I’m constantly evolving my exercise routine based on my shifting goals as well as responding to what I feel my body needs. Right now I’m in the midst of a new shift and I feel more confident than ever about the program I’ve put together.
Motivating Factors: Injury, Aging, and Racing
I can identify three different motivating factors that have informed the program I’m engaged in at this point: injury, aging, and racing.
On the injury front, right now I’m coming back from a series of lower leg and foot injuries that started way back in the fall with a bad flare up of plantar fasciitis followed by foot and lower leg injuries in April-July. Today is the first day I’ve run without any sort of nagging injury in a very long time, and comes after taking a full month off of any real running.
Next up: aging. As we age we lose muscle and have to work hard to avoid serious muscle loss. I turned 40 this past summer and think that I need to pay greater attention to building muscle.
Finally, racing: I want to be able to run ultras and complete them with a chance of being healthy. This requires that I run sustainably and work hard.
These three factors combined to suggest a few key changes I needed to make:
- I need to run less frequently, but make each run count.
- I need to increase the intensity of my strength workouts to try and actually build muscle, not just maintain my current level of strength.
- I need to supplement my running with low-impact cross-training to support aerobic development while giving my legs plenty of recovery time.
Work Out, Cross Train, Run, and Repeat
After a lot of thought, with those motivations in mind, I’ve devised the following exercise program:
- Monday: Full-body strength training and mobility. The goal on Mondays is to hit three major areas – push, pull, legs – and hit them hard, while avoiding injury. This means I’m selecting a level of intensity I can maintain for five to fifteen reps, but doing a lot of reps. A typical workout on Monday might consist of 100 pull-ups (20 sets of 5), 100 weighted split-squats (10 sets of 10 holding 20 lb dumbbells), and 100 pushups (10 sets of 10). I engage in mobility work in between sets allowing plenty of time to recover between sets.
- Tuesday: Cross-training or rest. This is a cycling day, whether indoors or out, though I can sub in a rest day if I feel like I need it.
- Wednesday: Running workout. This is a quality run day consisting of a few easy miles, a workout section (e.g., hill repeats, threshold intervals, etc), and a few more easy miles. The total run should take between 60-90 minutes and cover 6 to 10 miles.
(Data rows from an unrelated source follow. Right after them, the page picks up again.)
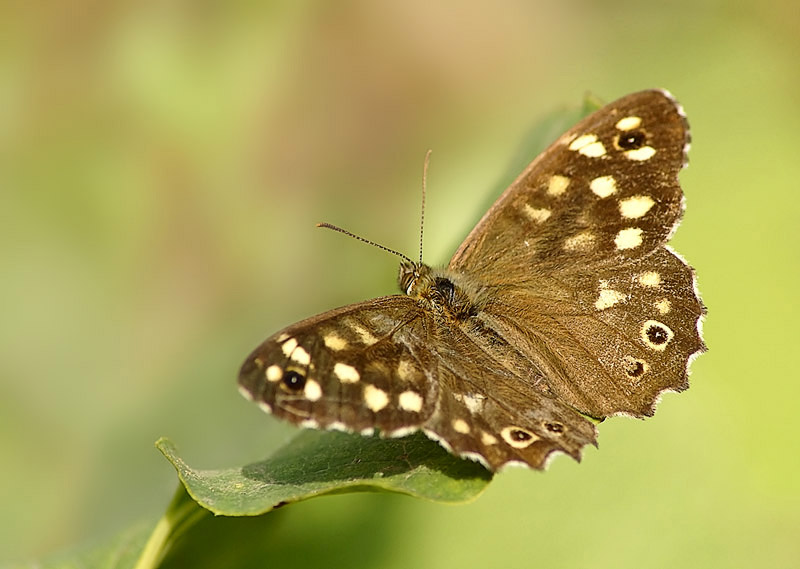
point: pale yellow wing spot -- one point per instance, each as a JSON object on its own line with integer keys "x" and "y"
{"x": 288, "y": 347}
{"x": 649, "y": 279}
{"x": 641, "y": 154}
{"x": 334, "y": 342}
{"x": 557, "y": 185}
{"x": 301, "y": 356}
{"x": 312, "y": 390}
{"x": 346, "y": 373}
{"x": 628, "y": 123}
{"x": 461, "y": 426}
{"x": 538, "y": 215}
{"x": 608, "y": 298}
{"x": 603, "y": 186}
{"x": 588, "y": 145}
{"x": 488, "y": 439}
{"x": 629, "y": 238}
{"x": 273, "y": 373}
- Thursday: Full-body strength training and mobility. Thursday is a do-over of Monday.
- Friday: Cross-training or rest. Same as Tuesday. Bike, indoors or out, or take a rest day if I feel like I need it.
- Saturday: Long run with tempo. Saturdays are for long runs. The long run is mostly easy with a tempo component either baked into the middle of the run or sprinkled throughout. A typical long run on the road might be something like 45 minutes easy, 30 minutes moderate, 45 minutes easy, or a 3-hour trail run at easy pace but where I try keep running up the hills.
- Sunday: Easy run with strides. 60 to 90 minutes or 6 to 10 miles easy with 4 to 6 strides at the end.
The goals of this program are to provide a strong base of strength, get maximum benefit out of minimum running, and supplement with cross-training while building in room for rest days if needed.
I plan to stick to this approach through the end of the year and see how my body responds.